Verizon Introduces Less Than Impressive Pre-Paid Unlimited Service
As much as I know the word “unlimited” is really over-used in marketing and advertising, I really must admit that I do like the concept of not being tied down to fixed limits with services that I subscribe to. Of course, I understand that even with “unlimited” services there is always some sort of limit or cap to avoid abuse of a particular service, but when it comes down to it I simply enjoy the flexibility of being able to really use a service that I subscribe to without having to worry about incurring additional fees of overage charges. Especially in an economic climate such as the one we’re in now, “unlimited” services really are beautiful when it comes to budgeting.
But as I discussed just the other day, the concept of “unlimited” plans when it comes to cellular data really has been dwindling away over the last year despite the fact that unlimited mobile airtime and unlimited mobile text messaging has become more and more of a standard, and as it stands now there are only a couple of major carriers out there that still offer “unlimited” data plans.
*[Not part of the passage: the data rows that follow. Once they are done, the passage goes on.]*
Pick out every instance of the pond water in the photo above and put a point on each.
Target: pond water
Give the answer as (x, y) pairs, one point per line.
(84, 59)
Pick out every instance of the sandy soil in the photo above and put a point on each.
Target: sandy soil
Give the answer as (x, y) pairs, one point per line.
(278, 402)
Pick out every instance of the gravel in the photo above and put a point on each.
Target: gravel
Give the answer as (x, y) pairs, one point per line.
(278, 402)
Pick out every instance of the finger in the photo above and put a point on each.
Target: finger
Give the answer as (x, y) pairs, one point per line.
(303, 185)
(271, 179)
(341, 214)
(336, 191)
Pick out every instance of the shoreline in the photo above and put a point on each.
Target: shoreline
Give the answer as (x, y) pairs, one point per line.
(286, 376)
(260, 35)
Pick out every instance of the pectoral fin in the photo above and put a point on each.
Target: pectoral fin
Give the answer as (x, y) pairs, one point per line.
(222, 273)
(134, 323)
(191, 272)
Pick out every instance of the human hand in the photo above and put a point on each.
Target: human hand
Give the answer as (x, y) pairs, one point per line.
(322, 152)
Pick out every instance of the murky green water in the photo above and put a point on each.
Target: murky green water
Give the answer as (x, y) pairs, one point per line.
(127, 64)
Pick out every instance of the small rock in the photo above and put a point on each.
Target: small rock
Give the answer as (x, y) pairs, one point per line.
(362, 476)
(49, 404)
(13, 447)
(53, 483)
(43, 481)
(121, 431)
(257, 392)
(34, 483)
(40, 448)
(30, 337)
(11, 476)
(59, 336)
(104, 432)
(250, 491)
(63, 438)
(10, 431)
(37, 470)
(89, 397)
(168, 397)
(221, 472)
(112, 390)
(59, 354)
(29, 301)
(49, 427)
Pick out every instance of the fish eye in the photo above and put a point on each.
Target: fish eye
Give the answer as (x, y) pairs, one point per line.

In my article yesterday, I questioned whether or not mobile carriers AT&T or Verizon – both of which having discontinued their unlimited mobile data plans somewhat recently – would bring back such plans down the road given the competition from Sprint, a carrier that has been seriously pushing unlimited data in recent months.
But soon after my article yesterday was published yesterday, Verizon announced a new unlimited plan dubbed “Unleashed” that covers voice airtime, text messaging, and mobile web browsing; all at a flat low price of $50 per month without a contract.
At first I was taken back by Verizon’s sudden move, because at face value the concept of unlimited everything for a mere $50 per month (I recall paying $40 per month for unlimited voice and text somewhat recently) really is a steal. But after looking at the fact’s Verizon’s new deal really isn’t as appetizing as I first thought it would be.
You see, Verizon only seems to be selling three phones on this plan, and for as much as they seem to be pushing the plan itself I honestly don’t think that the selection is large enough to attract many users. The phones themselves – the LG Accolade, Pantech Caper, and LG Cosmos – are just “feature” phones and are far from feature-rich. As is with almost all feature phones, you’re getting a very limited off-brand mobile operating system that isn’t expandable in terms of applications like either iOS or Android,with only basic phone features. The 1.3 megapixel camera is far from the better cameras that we’re seeing in smartphones, and quite honestly the images of the phones on Verizon’s website look incredibly cheap; although I haven’t actually messed with any of them in person.
The big deal breaker on these phones is the fact that they don’t provide a real web-browser, but rather a very basic WAP browser that might let you navigate around the web; not that you’d want to, because the screens are all tiny and undoubtedly have poor quality.
What this means is that even though you’re getting “unlimited” web browsing, the chances of you being able to actually take advantage of that feature is very minimal. Sure, the phones and plans are a pretty good deal still if you’re not going to be spending a lot of time on the mobile web and actually plan to use your mobile phone as a phone, but in terms of features and functionality the offerings of this particular plan are pretty limited.
In all honesty, Boost Mobile (a Sprint subsidiary) seems to be a much better deal. At the same $50 price-point you get all of the basic features that Verizon is offering on this plan, and with their “Shrinkage” system users with on-time payments can see the prices on their plans drop to as low as $35 per month after paying on-time for 18 months. Better yet, Boost has a much larger selection of phones and even offers customers the option to buy BlackBerry handsets, although the monthly price for such a handset is $10 more, meaning that after 18 months a user could be paying as low as $45. Still, I think it’s a much better deal for the money than what Verizon is offering.
Hopefully Verizon will add more phones to their lineup for this plan soon and implement “addons” so that users can really take advantage of their new offering. Because even with the less than appealing lineup now, I do actually think this is a pretty nice move on Verizon’s part.